Такая осторожность не выглядит героической, конечно. Скорее это похоже на безрадостное благоразумие бухгалтера или учителя воскресной школы. Правда в том, что все мы, весь мир, обращаем восторженные взгляды на нидерхофферов, потому что в душе мы сами — нидерхофферы, предполагающие, что осознаём возможность провала, и если что, мужественно восстанем из пепла. Нам кажется, что мы понимаем, что такое риск. Но мы неправы, и урок, полученный Нидерхоффером — это урок каждому из нас, самонадеянных, в наши крайне нестабильные времена. Гораздо больше мужества и героизма требуется, чтобы признать, что ты всего лишь человек и далеко не всесилен, и заставить себя рационально страховаться от риска — всегда.

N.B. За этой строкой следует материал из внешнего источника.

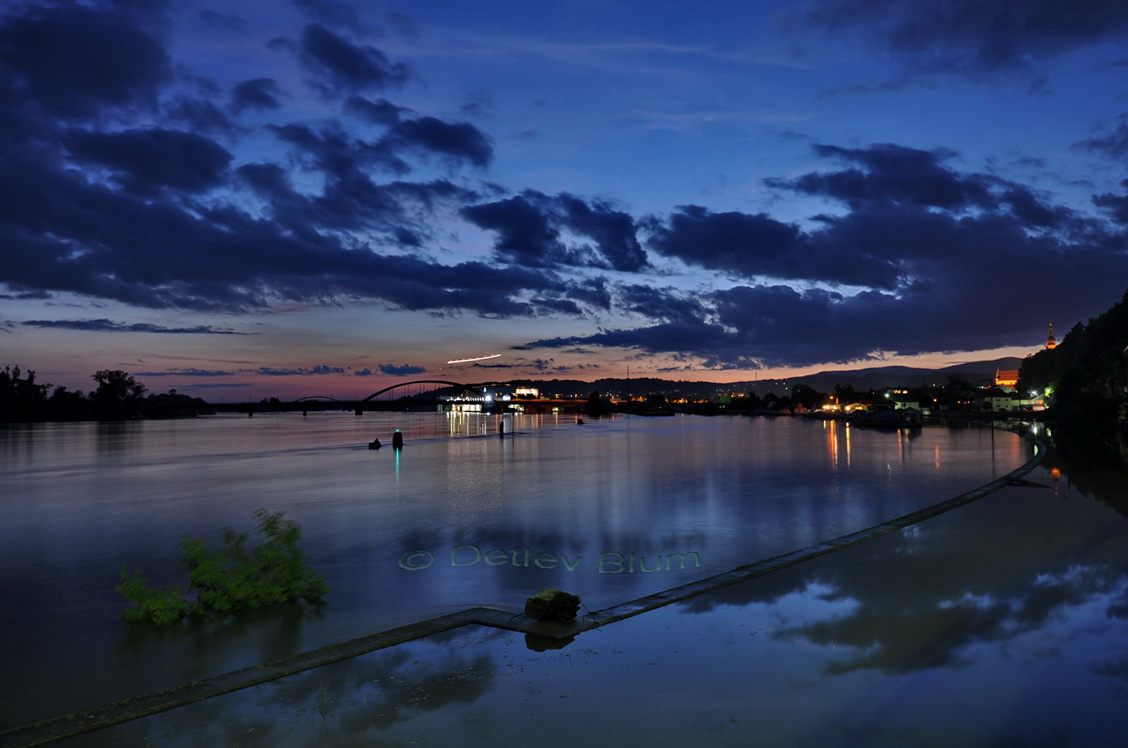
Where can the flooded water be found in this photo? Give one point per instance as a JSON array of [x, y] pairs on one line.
[[609, 510]]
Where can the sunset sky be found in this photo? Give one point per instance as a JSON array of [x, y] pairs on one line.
[[247, 199]]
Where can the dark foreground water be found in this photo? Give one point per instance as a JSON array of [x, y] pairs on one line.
[[609, 510]]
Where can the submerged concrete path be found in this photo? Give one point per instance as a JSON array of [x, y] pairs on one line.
[[539, 633]]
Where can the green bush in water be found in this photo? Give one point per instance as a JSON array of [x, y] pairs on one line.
[[230, 578]]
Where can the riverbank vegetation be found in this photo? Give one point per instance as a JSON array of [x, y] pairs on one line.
[[228, 579], [117, 396], [1086, 379]]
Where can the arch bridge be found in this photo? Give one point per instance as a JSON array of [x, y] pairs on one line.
[[444, 383]]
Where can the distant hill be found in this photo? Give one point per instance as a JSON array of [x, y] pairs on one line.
[[825, 381]]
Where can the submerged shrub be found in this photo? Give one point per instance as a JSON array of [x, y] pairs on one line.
[[230, 578]]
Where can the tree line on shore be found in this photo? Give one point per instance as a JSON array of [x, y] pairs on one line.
[[1086, 375], [117, 396]]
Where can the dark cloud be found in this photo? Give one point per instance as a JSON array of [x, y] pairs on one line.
[[342, 67], [736, 243], [380, 112], [936, 261], [525, 234], [972, 36], [262, 94], [1113, 144], [146, 160], [893, 174], [109, 326], [1116, 205], [529, 231], [76, 61], [404, 370], [662, 304], [302, 371], [459, 140]]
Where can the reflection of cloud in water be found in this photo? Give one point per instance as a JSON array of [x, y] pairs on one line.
[[995, 571], [346, 703]]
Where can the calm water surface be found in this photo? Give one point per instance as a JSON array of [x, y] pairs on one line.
[[610, 510]]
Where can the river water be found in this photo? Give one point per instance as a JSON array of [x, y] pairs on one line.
[[609, 510]]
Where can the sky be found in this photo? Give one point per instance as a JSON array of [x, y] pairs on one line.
[[241, 200]]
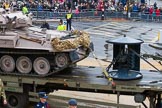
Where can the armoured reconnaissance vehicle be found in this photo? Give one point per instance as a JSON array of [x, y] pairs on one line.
[[27, 50]]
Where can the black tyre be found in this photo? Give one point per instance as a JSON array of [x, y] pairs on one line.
[[16, 100], [61, 60]]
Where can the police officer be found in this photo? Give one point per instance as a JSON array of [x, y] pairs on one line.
[[2, 91], [60, 27], [43, 100], [72, 103], [68, 19]]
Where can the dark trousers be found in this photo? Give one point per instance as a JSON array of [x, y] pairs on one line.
[[68, 25]]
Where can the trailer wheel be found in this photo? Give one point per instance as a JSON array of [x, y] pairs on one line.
[[15, 100], [61, 60]]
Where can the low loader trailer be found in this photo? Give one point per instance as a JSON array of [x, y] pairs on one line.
[[22, 89]]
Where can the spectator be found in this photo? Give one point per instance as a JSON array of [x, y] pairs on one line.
[[72, 103], [45, 25], [60, 27], [40, 7], [157, 11], [68, 19], [77, 12]]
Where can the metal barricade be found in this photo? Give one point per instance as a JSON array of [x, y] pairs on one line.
[[93, 14]]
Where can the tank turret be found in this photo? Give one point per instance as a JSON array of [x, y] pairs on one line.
[[34, 51]]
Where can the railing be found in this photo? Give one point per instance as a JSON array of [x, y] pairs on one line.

Прошлой осенью Нидерхоффер продал кучу опционов, уверенный в том, что на рынках царит затишье, и оно и царило до тех пор, пока откуда ни возмись не появились два самолёта и не врезались в здания Всемирного торгового центра. «Мои позиции не были хеджированы. Понимаете… Всё было тихо. — Нидерхоффер качает головой, — Не было никакого способа предвидеть 11 сентября… Это было совершенно неожиданное событие».
Малькольм Гладуэлл, 2002 г. Перевод Селены Парфёновой, Фактрум
Примечание редакции: Малькольм Гладуэлл написал это эссе в 2002 году, а в 2006-м вышел бестселлер Нассима Талеба под названием «Чёрный лебедь», в котором автор подробно описал свой взгляд на роль маловероятных событий в экономике и в жизни. В 2008 году, во время глобального экономического кризиса, «Эмпирика» заработала 500 000 000 долларов, в то время как подавляющее большинство крупных фондов разорились. Полумиллиардный доход позволил Талебу закрыть фонд и полностью посвятить себя вопросам философии. В 2012 году вышла его новая книга, «Антихрупкость», также ставшая мировым бестселлером.